My clients all ultimately want to achieve 3 things. More money, more time and eventually the freedom to do what they want, when they want to.

Achieving this relies on 3 foundational principles. Your leadership – knowing where you want to get to and who’s going to be involved, sales – which brings in revenue, and delivery – the experience your clients get working with you.

Having said that, nothing happens without sales.

Which means having a message which speaks to the problems of your target market and reaching out to them to garner interest.

And this is where I very often see people getting unstuck, confusing activity with outcome, a profound lesson I learned almost 40 years ago.
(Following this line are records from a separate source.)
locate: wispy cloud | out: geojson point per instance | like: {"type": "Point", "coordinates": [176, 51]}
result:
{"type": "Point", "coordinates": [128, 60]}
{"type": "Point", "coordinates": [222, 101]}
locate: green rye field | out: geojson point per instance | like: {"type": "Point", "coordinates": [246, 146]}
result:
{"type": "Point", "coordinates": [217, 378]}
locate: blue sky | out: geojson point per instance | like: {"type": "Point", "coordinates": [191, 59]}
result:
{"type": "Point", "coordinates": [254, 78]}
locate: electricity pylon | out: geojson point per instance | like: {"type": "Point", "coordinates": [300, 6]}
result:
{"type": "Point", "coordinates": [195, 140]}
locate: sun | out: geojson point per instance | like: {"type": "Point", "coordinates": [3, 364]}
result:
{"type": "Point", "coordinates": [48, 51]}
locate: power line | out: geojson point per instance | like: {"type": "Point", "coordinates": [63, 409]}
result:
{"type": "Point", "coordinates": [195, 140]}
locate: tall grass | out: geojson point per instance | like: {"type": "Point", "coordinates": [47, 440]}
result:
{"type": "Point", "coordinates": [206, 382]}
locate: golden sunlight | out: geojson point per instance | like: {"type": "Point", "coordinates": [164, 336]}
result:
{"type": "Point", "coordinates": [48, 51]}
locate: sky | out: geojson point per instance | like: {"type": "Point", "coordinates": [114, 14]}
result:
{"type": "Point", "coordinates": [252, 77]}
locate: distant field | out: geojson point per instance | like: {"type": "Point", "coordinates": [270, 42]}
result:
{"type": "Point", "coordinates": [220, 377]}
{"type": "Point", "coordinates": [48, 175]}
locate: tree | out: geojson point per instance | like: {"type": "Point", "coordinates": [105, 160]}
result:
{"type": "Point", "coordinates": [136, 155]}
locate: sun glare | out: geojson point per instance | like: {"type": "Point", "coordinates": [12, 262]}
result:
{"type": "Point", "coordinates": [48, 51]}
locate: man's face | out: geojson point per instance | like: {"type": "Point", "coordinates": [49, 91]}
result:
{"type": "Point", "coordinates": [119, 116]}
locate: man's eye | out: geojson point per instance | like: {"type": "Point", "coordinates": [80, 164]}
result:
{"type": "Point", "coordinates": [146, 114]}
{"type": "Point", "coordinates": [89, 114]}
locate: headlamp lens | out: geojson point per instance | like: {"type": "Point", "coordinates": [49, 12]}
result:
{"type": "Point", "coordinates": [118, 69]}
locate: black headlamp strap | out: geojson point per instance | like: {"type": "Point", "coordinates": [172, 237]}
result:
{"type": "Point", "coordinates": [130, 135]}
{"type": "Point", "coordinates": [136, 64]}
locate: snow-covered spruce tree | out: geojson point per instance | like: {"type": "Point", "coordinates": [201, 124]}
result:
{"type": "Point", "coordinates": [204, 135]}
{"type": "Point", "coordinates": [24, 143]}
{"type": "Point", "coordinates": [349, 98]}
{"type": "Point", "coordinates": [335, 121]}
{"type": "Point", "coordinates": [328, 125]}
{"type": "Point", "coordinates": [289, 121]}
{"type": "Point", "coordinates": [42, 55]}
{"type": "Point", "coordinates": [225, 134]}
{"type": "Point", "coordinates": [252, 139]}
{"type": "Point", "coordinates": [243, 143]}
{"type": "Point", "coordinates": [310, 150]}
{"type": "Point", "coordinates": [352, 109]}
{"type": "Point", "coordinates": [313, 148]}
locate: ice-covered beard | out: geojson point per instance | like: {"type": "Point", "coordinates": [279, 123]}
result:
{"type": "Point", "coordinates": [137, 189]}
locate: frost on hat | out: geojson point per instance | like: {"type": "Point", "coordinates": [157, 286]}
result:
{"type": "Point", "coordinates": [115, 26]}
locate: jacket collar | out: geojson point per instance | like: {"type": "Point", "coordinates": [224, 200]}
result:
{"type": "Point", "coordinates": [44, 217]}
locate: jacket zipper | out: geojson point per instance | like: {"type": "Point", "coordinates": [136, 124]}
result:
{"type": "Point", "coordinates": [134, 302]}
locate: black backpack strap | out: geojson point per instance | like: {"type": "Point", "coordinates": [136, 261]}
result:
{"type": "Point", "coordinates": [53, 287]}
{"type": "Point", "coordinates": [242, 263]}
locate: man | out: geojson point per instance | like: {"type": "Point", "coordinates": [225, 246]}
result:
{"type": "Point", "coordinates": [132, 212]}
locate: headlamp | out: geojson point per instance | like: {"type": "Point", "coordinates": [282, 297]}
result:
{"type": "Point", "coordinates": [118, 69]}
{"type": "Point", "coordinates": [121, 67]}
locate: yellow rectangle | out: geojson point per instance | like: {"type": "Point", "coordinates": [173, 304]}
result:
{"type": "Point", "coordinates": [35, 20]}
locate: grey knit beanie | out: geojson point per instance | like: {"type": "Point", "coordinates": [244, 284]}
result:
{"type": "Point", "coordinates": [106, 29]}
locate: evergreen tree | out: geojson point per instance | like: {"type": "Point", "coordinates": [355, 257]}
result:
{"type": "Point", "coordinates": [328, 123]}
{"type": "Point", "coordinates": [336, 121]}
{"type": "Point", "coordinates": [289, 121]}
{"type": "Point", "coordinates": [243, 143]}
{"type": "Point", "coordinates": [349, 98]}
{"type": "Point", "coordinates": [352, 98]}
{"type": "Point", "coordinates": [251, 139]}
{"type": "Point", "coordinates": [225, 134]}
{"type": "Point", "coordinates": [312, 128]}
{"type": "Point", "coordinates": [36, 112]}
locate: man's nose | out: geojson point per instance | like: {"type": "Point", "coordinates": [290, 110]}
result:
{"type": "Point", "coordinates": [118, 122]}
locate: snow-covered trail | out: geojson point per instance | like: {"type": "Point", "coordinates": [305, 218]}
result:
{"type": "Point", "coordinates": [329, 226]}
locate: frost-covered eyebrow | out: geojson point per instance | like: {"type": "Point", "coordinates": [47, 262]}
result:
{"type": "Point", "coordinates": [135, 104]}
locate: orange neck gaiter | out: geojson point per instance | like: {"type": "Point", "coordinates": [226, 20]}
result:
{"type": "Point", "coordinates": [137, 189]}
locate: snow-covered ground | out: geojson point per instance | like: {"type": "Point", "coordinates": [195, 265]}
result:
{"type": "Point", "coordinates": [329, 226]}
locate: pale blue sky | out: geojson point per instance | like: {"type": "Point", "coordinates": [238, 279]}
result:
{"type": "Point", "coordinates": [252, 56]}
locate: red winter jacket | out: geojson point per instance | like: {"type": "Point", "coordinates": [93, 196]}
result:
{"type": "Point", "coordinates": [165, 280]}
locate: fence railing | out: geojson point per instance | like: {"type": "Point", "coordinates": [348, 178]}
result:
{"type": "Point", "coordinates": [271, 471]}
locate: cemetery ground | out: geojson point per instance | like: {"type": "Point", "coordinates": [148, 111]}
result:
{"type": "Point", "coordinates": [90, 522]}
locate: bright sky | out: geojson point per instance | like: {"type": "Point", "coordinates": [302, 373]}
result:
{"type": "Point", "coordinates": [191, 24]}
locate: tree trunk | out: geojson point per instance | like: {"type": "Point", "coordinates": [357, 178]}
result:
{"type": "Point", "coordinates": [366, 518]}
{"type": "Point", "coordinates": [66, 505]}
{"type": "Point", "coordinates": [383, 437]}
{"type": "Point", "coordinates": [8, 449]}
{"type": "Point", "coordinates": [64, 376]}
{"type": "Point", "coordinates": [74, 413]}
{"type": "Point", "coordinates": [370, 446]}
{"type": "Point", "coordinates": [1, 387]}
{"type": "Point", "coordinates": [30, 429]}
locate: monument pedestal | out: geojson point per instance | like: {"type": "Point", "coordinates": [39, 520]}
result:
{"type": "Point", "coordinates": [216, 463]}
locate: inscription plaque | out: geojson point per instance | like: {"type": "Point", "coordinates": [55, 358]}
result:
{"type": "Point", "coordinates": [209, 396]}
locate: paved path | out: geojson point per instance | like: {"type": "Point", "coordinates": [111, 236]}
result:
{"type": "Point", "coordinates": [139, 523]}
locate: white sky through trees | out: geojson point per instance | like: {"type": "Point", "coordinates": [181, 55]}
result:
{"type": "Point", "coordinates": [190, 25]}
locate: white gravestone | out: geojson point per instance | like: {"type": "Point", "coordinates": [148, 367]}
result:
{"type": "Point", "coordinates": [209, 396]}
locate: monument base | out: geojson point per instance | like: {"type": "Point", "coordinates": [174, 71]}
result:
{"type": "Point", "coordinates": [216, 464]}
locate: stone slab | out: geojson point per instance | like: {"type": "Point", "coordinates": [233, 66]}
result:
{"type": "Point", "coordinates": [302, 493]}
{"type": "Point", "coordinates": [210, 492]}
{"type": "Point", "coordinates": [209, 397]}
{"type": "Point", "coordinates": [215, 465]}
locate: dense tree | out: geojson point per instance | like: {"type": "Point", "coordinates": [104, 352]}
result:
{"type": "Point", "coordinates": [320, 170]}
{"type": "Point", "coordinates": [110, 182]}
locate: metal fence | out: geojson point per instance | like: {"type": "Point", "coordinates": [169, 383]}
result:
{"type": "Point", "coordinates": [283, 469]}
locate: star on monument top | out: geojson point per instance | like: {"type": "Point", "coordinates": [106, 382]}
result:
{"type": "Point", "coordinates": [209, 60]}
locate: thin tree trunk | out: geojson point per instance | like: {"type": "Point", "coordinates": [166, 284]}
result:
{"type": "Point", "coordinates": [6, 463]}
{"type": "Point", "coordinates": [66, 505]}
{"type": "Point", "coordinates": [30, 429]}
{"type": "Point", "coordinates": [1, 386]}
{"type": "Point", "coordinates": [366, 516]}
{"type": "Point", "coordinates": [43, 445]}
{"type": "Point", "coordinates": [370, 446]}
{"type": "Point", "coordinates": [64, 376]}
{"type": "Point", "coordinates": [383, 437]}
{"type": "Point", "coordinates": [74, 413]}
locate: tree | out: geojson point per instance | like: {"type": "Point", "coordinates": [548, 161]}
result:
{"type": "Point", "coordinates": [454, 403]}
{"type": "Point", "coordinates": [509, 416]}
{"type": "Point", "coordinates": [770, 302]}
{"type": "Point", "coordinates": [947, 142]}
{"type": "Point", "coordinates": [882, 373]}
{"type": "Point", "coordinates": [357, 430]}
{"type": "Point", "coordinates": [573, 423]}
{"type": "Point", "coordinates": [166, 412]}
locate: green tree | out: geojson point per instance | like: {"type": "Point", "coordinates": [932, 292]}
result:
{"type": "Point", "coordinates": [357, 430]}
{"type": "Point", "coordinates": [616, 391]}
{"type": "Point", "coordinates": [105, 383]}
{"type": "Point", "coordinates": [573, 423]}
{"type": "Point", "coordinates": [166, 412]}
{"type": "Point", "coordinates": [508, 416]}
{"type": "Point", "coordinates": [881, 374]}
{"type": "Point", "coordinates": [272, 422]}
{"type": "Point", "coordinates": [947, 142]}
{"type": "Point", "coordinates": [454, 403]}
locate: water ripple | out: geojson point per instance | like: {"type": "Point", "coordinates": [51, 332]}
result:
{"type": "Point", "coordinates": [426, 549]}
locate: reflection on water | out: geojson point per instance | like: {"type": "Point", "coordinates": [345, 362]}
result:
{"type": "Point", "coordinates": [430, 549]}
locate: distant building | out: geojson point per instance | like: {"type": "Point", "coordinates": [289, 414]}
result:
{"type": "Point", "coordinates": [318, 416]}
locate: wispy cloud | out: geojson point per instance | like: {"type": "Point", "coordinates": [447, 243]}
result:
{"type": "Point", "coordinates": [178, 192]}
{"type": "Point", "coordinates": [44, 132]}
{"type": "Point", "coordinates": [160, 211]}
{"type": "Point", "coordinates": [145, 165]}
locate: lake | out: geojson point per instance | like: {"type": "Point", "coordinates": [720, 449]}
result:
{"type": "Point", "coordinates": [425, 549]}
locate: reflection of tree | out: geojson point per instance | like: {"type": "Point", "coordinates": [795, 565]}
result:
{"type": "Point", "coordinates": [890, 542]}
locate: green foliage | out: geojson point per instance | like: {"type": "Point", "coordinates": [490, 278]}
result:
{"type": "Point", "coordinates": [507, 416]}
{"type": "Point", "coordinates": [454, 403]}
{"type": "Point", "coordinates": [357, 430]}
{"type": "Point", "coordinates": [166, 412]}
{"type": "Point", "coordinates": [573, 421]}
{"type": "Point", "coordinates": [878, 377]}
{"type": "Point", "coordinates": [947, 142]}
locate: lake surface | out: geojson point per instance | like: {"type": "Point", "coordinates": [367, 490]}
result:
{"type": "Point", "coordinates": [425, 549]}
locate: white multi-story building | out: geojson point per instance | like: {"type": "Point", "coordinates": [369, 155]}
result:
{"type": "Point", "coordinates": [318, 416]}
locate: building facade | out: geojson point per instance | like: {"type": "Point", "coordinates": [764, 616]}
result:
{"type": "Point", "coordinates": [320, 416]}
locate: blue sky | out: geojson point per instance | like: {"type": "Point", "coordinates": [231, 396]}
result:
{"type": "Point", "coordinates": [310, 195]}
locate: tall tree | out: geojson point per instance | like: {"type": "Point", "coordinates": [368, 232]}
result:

Back then, I’d joined Amway, full of hope (and a good dose of Kool-Aid) that if I showed enough people the plan, I’d soon be living the lifestyle of the rich and famous. Amway thrived on motivation—rewarding activity, not necessarily achievement.

One award was the “Gold Eagle Badge.” To earn it, you had to show the marketing plan to 30 different people in a month. A huge effort by anyone’s standards.

I decided I was going for it.

Every spare minute was spent showing the plan to anyone who fogged a mirror. I hit the 30 presentations and proudly accepted my Gold Eagle award.

There was just one small problem: not a single person signed up.

The lesson? Activity for the sake of activity is meaningless. What matters is outcome.

I see the same thing today. People send out 10, 50, even hundreds of emails. They make endless LinkedIn connections, hoping someone will raise their hand.

Most of it’s a complete waste of time.

Why? Because without targeting the right people with the right message, all the activity in the world won’t move the needle.

To succeed, you need to:

  • Know exactly who your ideal target market is.
  • Craft a message that resonates—speaking directly to a problem they want to solve.
  • Show that you deeply understand them and have the best-fit solution.

Otherwise, you’ll burn energy with little to show for it, feeling frustrated—and so will the people you’re contacting.

Oh, and that Gold Eagle? It’s still pinned to a suit jacket I haven’t worn in over 25 years.

Remember: it’s not about how busy you are. It’s about what you achieve.